1. Le mardi 8 septembre 2020 à , par Mefistofele

Re-re-re-re-bonsoir !

J'oubliais, j'ai ENFIN écouté cet opéra. Pas bouleversé, mais très agréablement surpris par ce mélange de genres et ces personnages trucculents (le collecteur d'impôts est délicieusement odieux).

J'ai toutefois deux reproches à faire au valeureux enregistrement Naxos...

1) L'absence de dialogues, quand Macfarren fait partie de ces compositeurs qui veulent un genre "anglais", donc sans chant continu. Il y a peut-être des considérations techniques (nombre de CD ? État de la partition ?) mais cela constitue une petite déception.

2) Les chanteurs. Le chœur est valeureux mais loin d'être excellent, cela vacille ou manque de largeur parfois. De même pour les chanteurs, probes mais sans étincelle qui m'a mis le feu aux poudres. On en vient à rêver, comme dans de nombreux cas, à ce que donnerait une équipe aguerrie aux commandes...

En tout cas, excellente découverte du "pays sans musique" (et surtout sans opéra). Merci encore d'amener la sérédenpité à domicile !

2. Le jeudi 10 septembre 2020 à , par DavidLeMarrec

« Re-re-re-re-bonsoir ! »
(Ah, moi j'ai reçu seulement 4 commentaires ! Aucun ne s'est perdu ?)

Bonsoir Mefisto !
Un grand merci pour tous ces apports très riches, je vais y répondre dès que possible (mais cela réclame un peu de temps).
Il ne faut pas hésiter, bien sûr ! Même si ce ne sont pas des nouveautés d'ailleurs… Tous les conseils sont appréciés.

À très vite !

3. Le lundi 28 septembre 2020 à , par DavidLeMarrec

Et voici, normalement c'est le dernier message auquel je devais répondre ! Merci pour cette bien riche moisson ! (et stimulante, encore !)

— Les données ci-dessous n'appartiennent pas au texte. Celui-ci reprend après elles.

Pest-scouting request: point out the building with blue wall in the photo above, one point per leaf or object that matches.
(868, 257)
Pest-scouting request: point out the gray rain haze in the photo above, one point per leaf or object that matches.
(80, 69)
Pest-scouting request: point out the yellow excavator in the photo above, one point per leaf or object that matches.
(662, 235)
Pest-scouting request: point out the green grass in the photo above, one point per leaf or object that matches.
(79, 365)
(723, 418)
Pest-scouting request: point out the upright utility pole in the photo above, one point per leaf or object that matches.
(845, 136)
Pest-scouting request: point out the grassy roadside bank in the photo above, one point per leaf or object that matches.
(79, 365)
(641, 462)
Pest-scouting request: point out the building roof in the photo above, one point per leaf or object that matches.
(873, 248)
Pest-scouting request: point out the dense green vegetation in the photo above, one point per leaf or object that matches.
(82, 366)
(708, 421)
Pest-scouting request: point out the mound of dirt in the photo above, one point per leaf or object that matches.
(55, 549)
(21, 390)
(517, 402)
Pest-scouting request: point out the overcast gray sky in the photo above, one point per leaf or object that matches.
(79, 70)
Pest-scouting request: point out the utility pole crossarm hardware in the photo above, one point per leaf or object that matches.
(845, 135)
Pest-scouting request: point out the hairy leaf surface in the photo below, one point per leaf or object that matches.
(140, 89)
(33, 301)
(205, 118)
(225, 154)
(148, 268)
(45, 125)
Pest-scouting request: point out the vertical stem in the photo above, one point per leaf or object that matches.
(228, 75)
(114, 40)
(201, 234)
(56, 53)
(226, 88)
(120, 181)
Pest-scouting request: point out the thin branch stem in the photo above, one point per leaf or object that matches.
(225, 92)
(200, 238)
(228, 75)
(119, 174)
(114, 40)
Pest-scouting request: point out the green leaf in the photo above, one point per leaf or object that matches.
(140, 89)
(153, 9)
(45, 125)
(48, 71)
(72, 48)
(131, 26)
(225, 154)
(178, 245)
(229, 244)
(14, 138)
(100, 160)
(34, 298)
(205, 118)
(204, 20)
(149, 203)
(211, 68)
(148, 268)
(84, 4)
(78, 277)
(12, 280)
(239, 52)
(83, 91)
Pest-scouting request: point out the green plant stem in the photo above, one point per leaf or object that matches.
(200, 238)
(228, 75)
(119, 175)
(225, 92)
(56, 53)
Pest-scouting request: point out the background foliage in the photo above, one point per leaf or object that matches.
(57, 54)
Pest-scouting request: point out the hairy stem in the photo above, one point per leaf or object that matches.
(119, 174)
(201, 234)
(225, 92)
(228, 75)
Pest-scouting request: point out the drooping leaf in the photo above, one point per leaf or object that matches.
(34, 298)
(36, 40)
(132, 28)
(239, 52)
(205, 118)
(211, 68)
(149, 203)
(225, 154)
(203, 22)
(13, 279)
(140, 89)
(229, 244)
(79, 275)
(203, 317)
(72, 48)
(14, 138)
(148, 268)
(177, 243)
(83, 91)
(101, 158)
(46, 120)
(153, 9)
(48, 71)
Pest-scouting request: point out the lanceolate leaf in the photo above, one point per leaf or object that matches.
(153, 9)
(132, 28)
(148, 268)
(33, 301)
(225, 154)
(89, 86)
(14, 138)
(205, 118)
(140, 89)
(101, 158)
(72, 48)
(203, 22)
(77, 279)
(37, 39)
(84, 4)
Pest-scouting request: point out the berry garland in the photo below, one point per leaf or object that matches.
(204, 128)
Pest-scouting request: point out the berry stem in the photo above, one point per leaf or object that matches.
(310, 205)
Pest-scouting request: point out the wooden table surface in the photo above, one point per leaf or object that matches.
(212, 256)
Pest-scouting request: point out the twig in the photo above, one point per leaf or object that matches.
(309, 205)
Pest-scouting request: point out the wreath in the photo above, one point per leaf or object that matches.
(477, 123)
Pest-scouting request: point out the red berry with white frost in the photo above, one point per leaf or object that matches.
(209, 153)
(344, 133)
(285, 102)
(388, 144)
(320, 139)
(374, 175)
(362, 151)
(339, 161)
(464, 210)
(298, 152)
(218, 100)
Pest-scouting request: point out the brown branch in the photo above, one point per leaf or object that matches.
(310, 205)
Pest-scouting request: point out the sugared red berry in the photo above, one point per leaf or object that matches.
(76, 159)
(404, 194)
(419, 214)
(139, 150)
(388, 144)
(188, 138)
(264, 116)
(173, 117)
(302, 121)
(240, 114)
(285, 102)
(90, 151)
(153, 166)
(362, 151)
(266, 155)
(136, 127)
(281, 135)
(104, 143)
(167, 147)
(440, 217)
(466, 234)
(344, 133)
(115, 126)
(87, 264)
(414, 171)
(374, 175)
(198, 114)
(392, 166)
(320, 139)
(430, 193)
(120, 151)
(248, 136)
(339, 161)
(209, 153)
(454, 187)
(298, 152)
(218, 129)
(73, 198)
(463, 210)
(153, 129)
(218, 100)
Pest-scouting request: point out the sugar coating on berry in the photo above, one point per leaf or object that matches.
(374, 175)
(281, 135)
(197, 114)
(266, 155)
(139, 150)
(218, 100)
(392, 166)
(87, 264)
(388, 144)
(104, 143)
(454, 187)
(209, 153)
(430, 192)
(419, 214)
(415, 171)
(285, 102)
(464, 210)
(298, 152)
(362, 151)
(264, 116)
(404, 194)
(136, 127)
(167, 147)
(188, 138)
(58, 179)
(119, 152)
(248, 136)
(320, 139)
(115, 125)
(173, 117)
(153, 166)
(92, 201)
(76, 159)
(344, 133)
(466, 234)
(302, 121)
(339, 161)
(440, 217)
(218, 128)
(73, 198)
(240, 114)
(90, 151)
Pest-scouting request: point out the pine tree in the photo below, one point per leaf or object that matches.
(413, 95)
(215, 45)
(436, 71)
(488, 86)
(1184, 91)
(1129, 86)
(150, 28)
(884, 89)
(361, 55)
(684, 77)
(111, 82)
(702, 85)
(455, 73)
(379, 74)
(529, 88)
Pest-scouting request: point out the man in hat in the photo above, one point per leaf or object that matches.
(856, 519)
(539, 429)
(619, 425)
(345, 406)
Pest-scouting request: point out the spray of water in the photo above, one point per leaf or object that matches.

Oui, Naxos fait systématiquement le choix (c'est pareil, et encore plus grave, dans l'opéra comique français du XVIIIe siècle…) de supprimer les dialogues. Cela comprime les coûts, certes, mais détruit totalement l'équilibre du genre. On n'y comprend rien, et même en suivant avec le livret, qui va arrêter la musique pendant dix minutes pour lire l'intervalle, puis remettre la musique ? Vraiment, jouer à la suite les numéros d'un opéra comique ou d'un singspiel, c'est faire une erreur d'appréciation considérable sur l'équilibre propre à ce genre.
Dans le Macfarren, plus robuste musicalement, largement écrit dans une langue continue malgré la structure en numéro (ce ne sont pas des airs clos, mais beaucoup de scènes d'ensembles, avec des échanges assez vivants, pas des tours de forces vocaux hiératiques), c'est moins grave. Mais dommage, je suis d'accord.

Les chanteurs ne sont pas tous éblouissants, certes, mais tout cela est fort bien chanté et joué tout de même (et le chœur parvient aussi bien à rendre justice aux scènes de foule que de contemplation des heures du jour), j'en suis assez content. Bien sûr, si on mandatait K. Royal, Skelton et Finley avec le LPO, on serait très content.

Oui, cette légende de l'île bretonne sans musique entre Purcell et Britten, on sent instinctivement que ce n'est pas possible (quelle est la civilisation de sauvage, fussent-ils anglophones, qui a jamais fait cela dans l'Histoire ?), et c'est tout simplement un mensonge. Pas de compositeurs célèbres (et encore, Arne ? Sullivan ?), peut-être, mais toute une production locale qui s'avère de qualité, comme en témoigne la série Naxos dont ce Macfarren constitue le plus bel aboutissement à mon sens. (Tu avais aussi recommandé, et combien à juste titre, ses superbes symphonies très dramatiques et roboratives !)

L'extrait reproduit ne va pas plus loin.